It’s undeniable that the private sector has the ability to increase productivity and help pull a developing nation out of poverty, but they cannot be given free rein to flaunt human rights in the process.
The inevitable denial and distancing that comes from these companies following such reports is infuriating. By continuing the practice of outsourcing, they ensure that they continue to turn a profit whilst avoiding culpability should anything go awry.
While it may be true that the MNCs were not directly aware of these immoral practices, the reason is simply that they just didn’t ask. These are leaders in world industry, they have the resources to implement due diligence and investigative audits into their supply chain. Had they taken the effort to delve deep enough, they would have uncovered these themselves.

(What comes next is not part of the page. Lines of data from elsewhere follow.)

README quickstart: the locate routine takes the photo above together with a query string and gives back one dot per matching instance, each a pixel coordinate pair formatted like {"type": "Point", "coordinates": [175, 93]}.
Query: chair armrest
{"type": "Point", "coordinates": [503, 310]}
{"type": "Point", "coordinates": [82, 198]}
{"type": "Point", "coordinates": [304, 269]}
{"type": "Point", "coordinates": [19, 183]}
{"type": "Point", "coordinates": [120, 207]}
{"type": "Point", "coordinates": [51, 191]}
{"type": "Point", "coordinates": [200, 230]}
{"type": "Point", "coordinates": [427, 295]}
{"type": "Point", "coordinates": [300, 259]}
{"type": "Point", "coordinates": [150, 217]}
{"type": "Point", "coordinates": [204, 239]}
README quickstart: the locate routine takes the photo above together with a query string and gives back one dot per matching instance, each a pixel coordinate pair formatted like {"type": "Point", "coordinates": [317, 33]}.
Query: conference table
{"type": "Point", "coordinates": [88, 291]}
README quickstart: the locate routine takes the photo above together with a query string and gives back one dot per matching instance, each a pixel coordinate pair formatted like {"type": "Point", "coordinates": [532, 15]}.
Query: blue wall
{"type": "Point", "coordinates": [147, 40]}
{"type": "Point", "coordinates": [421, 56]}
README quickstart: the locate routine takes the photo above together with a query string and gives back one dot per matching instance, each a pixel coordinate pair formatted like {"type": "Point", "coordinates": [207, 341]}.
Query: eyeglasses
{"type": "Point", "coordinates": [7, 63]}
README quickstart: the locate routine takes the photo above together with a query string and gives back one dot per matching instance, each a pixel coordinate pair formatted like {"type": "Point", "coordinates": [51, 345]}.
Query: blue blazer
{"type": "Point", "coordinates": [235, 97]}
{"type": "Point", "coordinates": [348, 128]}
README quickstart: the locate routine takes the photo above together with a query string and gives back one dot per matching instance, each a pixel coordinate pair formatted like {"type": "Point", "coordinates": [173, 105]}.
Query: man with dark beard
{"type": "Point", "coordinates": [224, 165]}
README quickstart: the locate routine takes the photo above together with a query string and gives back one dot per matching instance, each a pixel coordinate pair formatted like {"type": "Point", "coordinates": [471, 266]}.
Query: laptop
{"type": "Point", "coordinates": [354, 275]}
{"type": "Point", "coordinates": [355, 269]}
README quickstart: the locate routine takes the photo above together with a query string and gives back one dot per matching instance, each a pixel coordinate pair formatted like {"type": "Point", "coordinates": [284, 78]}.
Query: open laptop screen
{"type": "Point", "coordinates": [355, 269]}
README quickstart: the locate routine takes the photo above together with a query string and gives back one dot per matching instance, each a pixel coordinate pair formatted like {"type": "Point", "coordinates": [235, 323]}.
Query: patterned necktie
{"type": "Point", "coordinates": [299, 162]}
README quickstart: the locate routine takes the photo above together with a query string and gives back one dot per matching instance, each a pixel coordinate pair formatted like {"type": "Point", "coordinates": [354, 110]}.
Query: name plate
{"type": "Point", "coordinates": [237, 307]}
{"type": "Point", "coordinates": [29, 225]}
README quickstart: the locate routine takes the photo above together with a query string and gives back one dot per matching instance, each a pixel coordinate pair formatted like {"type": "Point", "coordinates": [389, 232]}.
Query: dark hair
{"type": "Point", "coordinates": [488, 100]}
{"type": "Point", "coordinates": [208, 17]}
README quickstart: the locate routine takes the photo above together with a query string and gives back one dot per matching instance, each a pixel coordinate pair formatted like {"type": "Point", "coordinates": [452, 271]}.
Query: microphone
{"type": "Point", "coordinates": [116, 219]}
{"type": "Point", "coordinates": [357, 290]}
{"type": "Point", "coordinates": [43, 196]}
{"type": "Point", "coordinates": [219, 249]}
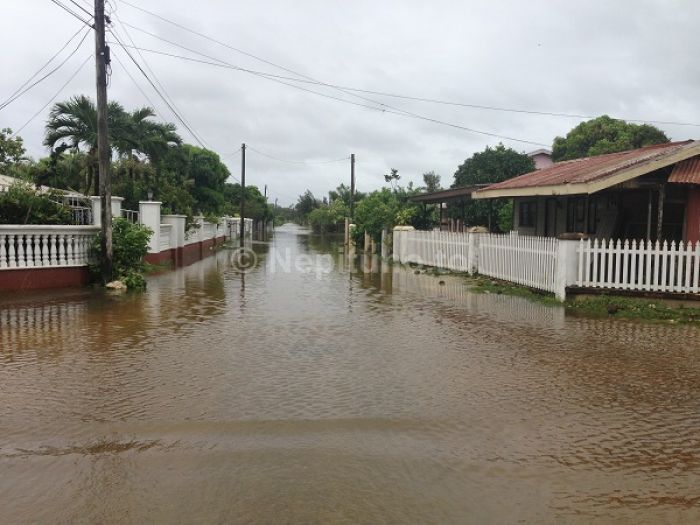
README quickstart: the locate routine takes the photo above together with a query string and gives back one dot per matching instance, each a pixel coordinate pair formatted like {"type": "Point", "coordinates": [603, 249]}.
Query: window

For companies that pay lip-service to workers’ welfare and promise their customers sustainable, ethically sourced products, you have to wonder why they didn’t.
The answer, I suppose, is simple: Money.
In a world in which doing the right thing seems to take a back seat to turning profit, we have to keep a vigilant eye on the big corporate world and ensure that they are held accountable for their actions.
It is not enough for McDonald’s to simply change its recruitment agent or for Kellogg’s to find a new supplier.
This stops nothing and the only ones who stand to lose will be the workers themselves. Responsibility must be accepted on a corporate level and any violations must hit them where it hurts – their pockets.
Until then and not a moment before, the exploitation will continue.